On the pitch, the second half is a different matter entirely... not just because we've made ten changes at the interval. Indeed we spend at least the first fifteen minutes trying to name our back four - the only one we were confident about turns out not to have been Junior Osbourne after all, but Adrian Mariappa. The colossus at centre back with the armband turns out to be Dom Blizzard, who has at least doubled in bulk over the last couple of months and won't be knocked off the ball too easily. Similar developments are noted in Hameur Bouazza's physique - "meaty snails", according to Don - who looks much more bullish and prompts several double takes ("It's not King, is it?").
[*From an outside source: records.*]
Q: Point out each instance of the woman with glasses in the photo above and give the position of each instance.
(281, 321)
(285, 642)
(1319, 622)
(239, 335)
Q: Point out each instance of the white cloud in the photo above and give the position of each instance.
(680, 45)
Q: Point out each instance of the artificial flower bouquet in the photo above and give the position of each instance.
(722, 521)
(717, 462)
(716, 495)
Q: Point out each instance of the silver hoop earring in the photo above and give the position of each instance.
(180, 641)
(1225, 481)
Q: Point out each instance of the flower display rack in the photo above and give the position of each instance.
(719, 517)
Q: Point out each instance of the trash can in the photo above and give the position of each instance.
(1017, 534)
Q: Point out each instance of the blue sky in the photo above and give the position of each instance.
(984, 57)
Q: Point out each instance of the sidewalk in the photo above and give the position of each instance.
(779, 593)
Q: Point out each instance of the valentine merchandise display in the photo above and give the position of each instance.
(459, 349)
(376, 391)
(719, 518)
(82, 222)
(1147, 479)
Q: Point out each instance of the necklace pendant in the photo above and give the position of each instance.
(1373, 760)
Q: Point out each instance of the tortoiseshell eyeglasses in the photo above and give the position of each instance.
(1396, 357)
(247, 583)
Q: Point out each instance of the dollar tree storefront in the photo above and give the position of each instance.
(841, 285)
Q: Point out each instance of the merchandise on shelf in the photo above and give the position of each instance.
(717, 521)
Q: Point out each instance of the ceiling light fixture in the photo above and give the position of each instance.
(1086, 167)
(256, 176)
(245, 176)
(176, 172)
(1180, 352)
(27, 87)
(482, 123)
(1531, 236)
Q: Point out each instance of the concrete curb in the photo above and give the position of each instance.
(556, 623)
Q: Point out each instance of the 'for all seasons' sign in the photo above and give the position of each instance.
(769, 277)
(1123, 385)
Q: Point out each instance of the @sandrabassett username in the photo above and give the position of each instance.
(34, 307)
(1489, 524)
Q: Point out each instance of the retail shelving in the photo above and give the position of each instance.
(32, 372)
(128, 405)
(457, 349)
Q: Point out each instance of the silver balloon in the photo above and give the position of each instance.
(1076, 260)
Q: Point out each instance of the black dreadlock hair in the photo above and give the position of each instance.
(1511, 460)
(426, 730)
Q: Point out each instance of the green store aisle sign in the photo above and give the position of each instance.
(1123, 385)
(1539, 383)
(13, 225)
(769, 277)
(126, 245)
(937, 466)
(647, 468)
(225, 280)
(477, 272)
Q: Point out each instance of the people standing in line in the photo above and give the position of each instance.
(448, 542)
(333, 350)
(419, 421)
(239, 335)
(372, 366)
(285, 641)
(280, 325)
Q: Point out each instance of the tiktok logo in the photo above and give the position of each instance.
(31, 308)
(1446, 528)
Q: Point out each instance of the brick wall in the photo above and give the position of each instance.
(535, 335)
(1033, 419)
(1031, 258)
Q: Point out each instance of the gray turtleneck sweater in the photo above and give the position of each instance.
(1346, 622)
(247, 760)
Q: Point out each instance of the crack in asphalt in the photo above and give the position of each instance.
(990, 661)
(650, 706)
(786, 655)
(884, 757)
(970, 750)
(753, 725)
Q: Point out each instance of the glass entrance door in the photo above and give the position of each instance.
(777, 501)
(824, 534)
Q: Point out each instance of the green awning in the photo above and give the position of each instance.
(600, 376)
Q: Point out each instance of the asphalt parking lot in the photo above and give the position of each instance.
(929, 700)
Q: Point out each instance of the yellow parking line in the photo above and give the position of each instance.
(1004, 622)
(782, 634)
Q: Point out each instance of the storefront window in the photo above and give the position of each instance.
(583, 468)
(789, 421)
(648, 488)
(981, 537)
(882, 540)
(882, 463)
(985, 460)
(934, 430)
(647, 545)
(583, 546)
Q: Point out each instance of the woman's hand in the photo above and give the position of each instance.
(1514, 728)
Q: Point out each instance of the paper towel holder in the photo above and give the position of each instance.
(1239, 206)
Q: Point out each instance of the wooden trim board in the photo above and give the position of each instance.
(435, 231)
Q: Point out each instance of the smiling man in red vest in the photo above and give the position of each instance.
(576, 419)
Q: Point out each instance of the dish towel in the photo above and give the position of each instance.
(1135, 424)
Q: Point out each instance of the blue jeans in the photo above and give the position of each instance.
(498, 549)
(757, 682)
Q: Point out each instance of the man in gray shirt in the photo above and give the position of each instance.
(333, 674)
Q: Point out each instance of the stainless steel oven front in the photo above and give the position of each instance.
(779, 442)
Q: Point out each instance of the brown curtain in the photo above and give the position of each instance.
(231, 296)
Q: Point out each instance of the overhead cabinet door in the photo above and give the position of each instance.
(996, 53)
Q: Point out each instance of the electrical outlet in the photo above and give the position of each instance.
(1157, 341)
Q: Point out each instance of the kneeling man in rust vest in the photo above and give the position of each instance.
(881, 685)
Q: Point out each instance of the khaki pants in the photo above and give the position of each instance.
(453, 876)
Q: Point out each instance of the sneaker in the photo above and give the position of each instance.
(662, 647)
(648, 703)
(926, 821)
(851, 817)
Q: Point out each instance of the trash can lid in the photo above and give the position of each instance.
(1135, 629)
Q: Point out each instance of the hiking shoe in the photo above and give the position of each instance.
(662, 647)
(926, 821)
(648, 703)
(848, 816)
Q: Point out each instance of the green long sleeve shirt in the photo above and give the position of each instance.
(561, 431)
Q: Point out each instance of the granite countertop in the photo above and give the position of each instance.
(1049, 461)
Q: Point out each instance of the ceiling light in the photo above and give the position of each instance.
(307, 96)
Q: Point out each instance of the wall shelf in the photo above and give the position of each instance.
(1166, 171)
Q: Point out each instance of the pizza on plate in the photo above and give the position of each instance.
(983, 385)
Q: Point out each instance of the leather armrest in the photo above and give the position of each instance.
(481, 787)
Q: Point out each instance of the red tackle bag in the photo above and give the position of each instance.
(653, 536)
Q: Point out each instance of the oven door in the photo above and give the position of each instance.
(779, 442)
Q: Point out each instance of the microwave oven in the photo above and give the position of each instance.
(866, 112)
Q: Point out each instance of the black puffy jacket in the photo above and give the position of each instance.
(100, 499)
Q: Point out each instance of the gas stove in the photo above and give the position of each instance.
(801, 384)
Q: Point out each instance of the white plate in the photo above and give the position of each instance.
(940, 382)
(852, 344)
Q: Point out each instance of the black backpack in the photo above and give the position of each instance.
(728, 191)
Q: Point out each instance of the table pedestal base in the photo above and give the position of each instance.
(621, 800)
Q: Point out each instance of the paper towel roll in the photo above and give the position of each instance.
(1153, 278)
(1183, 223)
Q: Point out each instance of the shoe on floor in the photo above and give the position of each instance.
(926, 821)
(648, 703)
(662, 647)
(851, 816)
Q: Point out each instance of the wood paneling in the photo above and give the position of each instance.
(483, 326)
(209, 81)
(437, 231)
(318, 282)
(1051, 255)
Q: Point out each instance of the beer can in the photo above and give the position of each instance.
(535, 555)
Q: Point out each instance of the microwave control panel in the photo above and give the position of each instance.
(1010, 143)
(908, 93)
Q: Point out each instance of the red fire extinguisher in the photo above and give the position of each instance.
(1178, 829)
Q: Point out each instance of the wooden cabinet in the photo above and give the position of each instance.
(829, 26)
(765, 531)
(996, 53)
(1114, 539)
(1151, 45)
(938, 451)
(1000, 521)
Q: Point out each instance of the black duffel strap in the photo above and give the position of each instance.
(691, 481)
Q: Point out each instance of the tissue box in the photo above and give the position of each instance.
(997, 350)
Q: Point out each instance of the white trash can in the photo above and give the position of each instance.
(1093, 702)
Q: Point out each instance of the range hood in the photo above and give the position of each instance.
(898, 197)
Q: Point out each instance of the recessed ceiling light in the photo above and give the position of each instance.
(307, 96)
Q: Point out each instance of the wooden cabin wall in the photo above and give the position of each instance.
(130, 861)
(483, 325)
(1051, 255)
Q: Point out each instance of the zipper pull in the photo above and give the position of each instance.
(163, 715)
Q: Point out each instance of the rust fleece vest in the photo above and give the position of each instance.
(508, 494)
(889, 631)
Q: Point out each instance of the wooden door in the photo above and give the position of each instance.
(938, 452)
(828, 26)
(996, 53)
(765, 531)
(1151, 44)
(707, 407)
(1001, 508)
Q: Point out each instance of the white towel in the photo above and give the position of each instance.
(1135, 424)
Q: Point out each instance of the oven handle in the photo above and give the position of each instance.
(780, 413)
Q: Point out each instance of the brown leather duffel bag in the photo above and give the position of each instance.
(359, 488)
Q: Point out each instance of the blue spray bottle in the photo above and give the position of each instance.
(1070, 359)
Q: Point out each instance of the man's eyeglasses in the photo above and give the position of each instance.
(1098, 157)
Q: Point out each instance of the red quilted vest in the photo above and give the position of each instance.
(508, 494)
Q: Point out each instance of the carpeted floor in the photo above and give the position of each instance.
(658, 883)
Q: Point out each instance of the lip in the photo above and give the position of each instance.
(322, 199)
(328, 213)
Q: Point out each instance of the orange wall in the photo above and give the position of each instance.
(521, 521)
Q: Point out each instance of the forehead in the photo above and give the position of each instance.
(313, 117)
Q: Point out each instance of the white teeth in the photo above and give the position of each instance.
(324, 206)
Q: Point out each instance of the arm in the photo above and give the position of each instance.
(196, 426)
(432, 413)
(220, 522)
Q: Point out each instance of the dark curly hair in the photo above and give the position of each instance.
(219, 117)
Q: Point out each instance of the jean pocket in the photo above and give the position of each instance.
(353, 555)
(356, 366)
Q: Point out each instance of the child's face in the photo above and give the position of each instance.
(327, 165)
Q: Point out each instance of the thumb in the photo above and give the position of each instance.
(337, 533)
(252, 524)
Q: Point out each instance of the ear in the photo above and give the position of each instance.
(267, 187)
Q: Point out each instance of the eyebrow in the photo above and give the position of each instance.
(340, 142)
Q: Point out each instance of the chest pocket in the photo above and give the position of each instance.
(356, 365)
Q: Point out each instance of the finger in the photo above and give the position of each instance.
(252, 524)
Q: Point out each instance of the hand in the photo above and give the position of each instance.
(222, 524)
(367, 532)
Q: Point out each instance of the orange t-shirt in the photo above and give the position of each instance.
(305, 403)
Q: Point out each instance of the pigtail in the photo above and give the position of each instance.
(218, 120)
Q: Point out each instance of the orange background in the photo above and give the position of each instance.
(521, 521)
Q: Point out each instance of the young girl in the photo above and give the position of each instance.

Redditch, though, don't cope anything like as well in the second half, either because the gap between their first team and reserves is greater than ours, or because of their level of fitness, concern for their colleague or a combination of the above. McNamee has instant joy on the left, Devaney is less sparkly but tidy and positive on the right (although the quality of his crosses is variable) and both Diagouraga and Bangura catch the eye in the centre.

When the goal comes it's excellent. Diagouraga, so languid that he's almost liquid, dances on the ball and feeds Junior. His dummy - if you're going to have one foot, make it a good one - fools his defender completely; he finds Bouazza, who knocks it back to Bangura, who slams it into the top corner and celebrates with a ridiculous dance. A good effort, although a Redditch challenge at any point might have made things a bit trickier.

McNamee continues to fly at his fullback, and gets hacked down in irritation ("Great challenge son" bellows the bloke in the stand behind us). Junior steps up and hits a left foot (natch) free kick past the wall and the keeper. Impossible to judge how from our angle, a view from behind the goal confirms that the ball moved in several different directions at once. Redditch are beaten, and five minutes later as I'm scribbling this observation into my notepad it's three - the Redditch keeper does well to block Bouazza's shot to his left (Don explains) but Junior is on the rebound and finishes - having adjusted onto his left foot, obviously.

There's a frenzy of activity on the touchline which obstructs our view for a period during which a thump and an aaah suggest that Redditch came close to scoring. Joel Grant and Ben Gill are brought on (is twenty three players in one game a record?) and Grant is soon kicked up in the air. "This is a friendly, isn't it?" smiles Keith Burkinshaw at the twelve year old fourth official with an "I'm Keith Burkinshaw, you know" air that irritates me more than it appears to irritate its recipient.

This doesn't feel like Watford. On the pitch we do well enough in the second half but the reduced fight offered by Redditch doesn't allow much scope for interpretation and extrapolation. Off the pitch, it's good to see Don of course and various other familiar faces milling around but there's not a lot else to latch onto.

As the game closes, Jimmy Davis' family and friends congregate around a presentation table. The Brummie wearing a Watford shirt who said hello on the way in turns out to be Jimmy's mate, the guy responsible for arranging this tribute match. Cyrille Regis has showed up too - he always looked as big as a house on the telly, but is much slighter and shorter than he is in my mind's eye. He awards a grinning Junior the man of the match award, and then steps aside for Danny Webber to present medals and the trophy to his erstwhile teammates.

The compering in front of an emptying stadium is the Redditch chairman, who persists in describing the visitors as "Watford Town Football Club". Steve has appeared, and wryly asks whether the name change is Betty's latest tactical innovation, but the irony of the error isn't lost. A club is defined by its "community" - its support and location, essentially, but whilst these haven't changed pretty much everything else has in the last few months. A three nil win hasn't, as it turns out, made everything else any easier to love.